Predictive Analytics and machine learning evoke a certain kind of buzz, combining science and analytics to output an algorithm. In today’s blog, I will go through the process of predictive analytics in Alteryx, while explaining some key terms and requirements to conduct your own predictive analytics.

 

Step 1: Decide a Target Variable

The target variable in predictive analytics is the column that you want to predict. This could be a classification (binary or non-binary) or numeric (continuous or time-based). Each of these target variables has a place in answering business questions, but just because time may be a variable in problem does not mean that a time-based model (ARIMA or ETS) will be the best way to solve it, and just because a field has a numeric value doesn’t mean that using a binary model couldn’t answer the businesses needs better.

 

Step 2: Understand Your Data

The sample size is the biggest contributor to “good” predictive models. Anything under 5000 records will need to be under-sampled, which is not best practice. Alteryx and Tableau Prep are both great tools to understand your data, through the ways of building histograms, scatterplots, and correlation matrix. Before you should be thinking about proceeding to step 3, your data transformation step, you need to know what types of variables are in your data. Like there are different types of target variables, there are also different types of predictor variables, and these each needs to be formatted in a certain way.

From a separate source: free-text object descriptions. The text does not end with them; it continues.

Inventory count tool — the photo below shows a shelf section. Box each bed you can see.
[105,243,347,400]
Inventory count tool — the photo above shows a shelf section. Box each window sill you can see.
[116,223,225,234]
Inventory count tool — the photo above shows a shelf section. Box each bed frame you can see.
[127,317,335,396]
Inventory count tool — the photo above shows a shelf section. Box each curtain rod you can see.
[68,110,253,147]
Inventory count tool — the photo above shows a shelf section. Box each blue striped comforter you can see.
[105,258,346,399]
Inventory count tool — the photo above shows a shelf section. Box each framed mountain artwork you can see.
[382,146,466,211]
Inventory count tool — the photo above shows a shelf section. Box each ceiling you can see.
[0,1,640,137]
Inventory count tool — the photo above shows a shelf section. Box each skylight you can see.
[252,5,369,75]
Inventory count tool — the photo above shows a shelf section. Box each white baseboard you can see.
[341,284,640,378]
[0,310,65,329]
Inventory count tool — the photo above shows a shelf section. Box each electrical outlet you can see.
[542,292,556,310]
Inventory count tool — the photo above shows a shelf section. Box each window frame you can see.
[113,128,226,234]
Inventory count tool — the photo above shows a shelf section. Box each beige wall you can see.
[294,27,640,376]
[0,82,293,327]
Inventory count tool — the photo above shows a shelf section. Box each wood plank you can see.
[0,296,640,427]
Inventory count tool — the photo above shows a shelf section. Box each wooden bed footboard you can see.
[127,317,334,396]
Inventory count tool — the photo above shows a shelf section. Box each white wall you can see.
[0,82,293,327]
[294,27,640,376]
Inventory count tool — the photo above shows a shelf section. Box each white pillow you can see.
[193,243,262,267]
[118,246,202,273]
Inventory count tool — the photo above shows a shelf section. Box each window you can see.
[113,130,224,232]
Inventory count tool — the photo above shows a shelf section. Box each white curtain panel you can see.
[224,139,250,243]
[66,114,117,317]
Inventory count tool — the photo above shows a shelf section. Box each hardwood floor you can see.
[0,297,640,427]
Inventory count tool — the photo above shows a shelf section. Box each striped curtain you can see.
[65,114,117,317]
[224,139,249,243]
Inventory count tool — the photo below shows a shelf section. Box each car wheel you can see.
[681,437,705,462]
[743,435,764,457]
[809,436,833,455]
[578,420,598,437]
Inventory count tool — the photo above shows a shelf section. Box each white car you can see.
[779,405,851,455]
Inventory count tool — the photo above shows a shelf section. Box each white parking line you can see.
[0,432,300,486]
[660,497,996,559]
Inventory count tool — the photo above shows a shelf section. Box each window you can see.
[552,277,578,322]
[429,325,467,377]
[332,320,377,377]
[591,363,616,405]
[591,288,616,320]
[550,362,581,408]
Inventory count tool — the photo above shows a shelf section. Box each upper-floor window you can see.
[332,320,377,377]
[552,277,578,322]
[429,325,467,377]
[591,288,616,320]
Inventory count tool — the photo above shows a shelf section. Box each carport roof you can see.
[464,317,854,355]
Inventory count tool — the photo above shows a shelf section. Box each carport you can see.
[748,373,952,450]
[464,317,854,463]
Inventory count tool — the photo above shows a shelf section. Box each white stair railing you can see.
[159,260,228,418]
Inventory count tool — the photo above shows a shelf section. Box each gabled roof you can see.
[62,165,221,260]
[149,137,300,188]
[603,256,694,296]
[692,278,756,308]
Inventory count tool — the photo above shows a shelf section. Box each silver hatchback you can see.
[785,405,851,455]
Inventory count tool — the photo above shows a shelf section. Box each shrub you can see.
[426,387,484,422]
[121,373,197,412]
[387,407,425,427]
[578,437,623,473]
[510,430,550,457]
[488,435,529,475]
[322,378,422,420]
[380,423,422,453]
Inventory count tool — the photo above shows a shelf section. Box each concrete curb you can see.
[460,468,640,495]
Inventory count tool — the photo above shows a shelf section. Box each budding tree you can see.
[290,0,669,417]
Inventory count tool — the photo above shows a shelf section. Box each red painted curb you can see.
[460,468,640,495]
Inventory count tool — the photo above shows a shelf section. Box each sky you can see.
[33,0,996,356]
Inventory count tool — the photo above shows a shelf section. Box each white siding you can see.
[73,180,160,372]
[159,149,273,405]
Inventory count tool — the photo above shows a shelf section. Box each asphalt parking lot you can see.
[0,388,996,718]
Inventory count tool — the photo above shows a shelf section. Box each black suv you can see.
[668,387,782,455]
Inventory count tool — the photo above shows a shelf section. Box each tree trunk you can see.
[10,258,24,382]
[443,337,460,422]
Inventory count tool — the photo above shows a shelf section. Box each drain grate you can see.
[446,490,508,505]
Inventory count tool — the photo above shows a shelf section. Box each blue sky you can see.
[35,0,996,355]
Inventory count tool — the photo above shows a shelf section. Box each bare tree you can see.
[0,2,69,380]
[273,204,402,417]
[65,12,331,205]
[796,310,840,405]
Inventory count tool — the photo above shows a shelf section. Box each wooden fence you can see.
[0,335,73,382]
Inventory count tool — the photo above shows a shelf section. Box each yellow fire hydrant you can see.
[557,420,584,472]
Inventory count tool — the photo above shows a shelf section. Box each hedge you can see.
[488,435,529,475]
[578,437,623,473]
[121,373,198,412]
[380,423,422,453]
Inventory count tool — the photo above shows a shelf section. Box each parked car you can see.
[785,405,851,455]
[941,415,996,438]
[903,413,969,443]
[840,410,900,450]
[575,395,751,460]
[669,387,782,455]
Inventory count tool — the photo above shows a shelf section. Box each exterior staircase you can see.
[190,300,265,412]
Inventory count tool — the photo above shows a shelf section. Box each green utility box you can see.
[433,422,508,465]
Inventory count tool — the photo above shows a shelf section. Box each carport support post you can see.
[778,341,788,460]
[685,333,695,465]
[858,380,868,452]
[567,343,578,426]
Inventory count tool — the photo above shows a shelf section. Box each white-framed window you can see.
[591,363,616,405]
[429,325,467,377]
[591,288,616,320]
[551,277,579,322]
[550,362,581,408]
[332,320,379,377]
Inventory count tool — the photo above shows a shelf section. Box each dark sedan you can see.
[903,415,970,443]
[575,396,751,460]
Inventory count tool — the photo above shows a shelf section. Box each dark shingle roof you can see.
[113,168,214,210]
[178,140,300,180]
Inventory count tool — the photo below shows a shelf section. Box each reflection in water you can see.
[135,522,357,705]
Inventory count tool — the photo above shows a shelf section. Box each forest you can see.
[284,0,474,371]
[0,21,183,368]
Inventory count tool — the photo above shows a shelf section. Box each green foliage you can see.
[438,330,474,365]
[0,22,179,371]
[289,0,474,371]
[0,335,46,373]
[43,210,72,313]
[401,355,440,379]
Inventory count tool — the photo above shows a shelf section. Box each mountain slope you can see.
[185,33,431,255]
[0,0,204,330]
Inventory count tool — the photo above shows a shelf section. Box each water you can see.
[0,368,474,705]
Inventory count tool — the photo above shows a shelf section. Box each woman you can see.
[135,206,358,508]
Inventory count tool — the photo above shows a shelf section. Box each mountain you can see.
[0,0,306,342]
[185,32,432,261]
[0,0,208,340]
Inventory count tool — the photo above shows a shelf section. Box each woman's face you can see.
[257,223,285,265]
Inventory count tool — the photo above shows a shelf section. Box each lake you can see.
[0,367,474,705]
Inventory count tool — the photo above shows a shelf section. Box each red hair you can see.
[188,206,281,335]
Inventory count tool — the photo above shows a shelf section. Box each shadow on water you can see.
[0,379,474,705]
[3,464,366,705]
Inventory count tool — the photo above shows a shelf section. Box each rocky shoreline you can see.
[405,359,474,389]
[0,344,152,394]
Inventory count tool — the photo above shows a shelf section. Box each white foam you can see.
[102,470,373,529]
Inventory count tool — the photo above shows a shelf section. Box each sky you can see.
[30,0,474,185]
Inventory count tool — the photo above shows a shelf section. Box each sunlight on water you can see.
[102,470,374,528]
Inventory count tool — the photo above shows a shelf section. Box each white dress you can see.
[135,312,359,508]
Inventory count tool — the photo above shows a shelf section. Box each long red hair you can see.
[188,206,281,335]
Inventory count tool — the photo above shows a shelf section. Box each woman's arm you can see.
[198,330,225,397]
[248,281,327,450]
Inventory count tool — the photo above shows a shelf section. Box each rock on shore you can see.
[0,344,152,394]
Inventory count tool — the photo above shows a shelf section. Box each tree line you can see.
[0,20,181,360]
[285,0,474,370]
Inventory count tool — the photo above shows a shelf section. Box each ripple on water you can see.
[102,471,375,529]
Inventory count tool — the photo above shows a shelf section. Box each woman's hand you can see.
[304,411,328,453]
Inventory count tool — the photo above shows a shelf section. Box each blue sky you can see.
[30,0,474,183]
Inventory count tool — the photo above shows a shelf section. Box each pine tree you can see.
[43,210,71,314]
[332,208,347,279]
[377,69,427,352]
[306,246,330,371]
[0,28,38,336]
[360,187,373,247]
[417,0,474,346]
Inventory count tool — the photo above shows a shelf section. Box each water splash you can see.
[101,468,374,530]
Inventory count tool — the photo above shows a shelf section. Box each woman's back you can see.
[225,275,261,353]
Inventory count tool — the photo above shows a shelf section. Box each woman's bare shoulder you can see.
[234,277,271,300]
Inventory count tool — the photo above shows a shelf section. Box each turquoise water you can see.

  1. Categorical Data: String fields with no order, categorical data in a predictive workflow need to be labeled as 1 for use, and 0 for not used, and thus need to be in separate column headings. As categorical data need to be separated into their own headings as fields, you really do not want too many categories as it will reduce the sample size dramatically. For instance, having 8 different car brands may be a useful predictor in your analysis to fuel efficiency, but including 50 different car models will not be appropriate for analysis, especially if 30 of these car models only have 20 records for instance. This is why a histogram in Tableau Prep is especially powerful, allowing you to see the number of categories and the spread of categories very quickly.
  2. Ordinal Data: String fields with an order, in a predictive workflow you can substitute these into numeric order. For example, Likert scale data from 1 to 5 representing strongly agree to strongly disagree. This can all go into the same column
  3. Numeric Data: Data that has a quantifiable value. But you can also use numeric data as:
  4. Cyclical Data: Ryan from DSAU5 wrote a great blog explaining this.

 

Step 3: Create Calculations / Gather New Data

Getting the most amount of data, or inferring fields from the current data, for example adding seasonality, can be a great predictor variable. Be creative in what variables you want to add. It is important to add that if you infer a piece of data, it is at times unwise to add that data and the original data column it was inferred from in the same model because it will then have more weight towards this column naturally in the predictive model. It is also important to understand that it is good to include variables with correlation, but sometimes variables which drown out all the other variables will need to be excluded.

 

Step 4: Decision Tree is Your Friend

Decision Trees allow you to quickly see which of your variables are the most “important” for predicting the target variable. This particular model will not be used in the final prediction as it will over-fit, but another benefit will be clearly seeing if some of your variables are too closely related to the target variable.

 

Step 5: Try Different Models

Data Science is complex, and you never really know which model will produce the best results, which is why we are encouraged to use a multitude of models, for example, Random Forest, Boosted Model, and Neural Networks

 

Step 6: Score The Model

Alteryx has a scoring tool that can be used to score models. In this process, you should with-hold data in order for your model both to test and to score. At the end of the day, there are different scores for different models, for instance, numeric problems will have a number variance range, and classification problems will have an instance where the target was predicted in the negative and positive situation, or the instance was not predicted in the positive or negative situation. Some problems, the rate that you have predicted accurately will be very high, but really you want to predict the anomaly situations, which I would encourage will be a very difficult task, but with some sampling finesse and fair sample size, it is all a matter of testing and re-configuring.

 

There you have it, a not so simple approach that sounds kinda simple to tackling predictive analytics. Hopefully, in the future, I can write another blog including a workflow and some more details, but for now, this is an approach to get you started on conducting predictive analytics.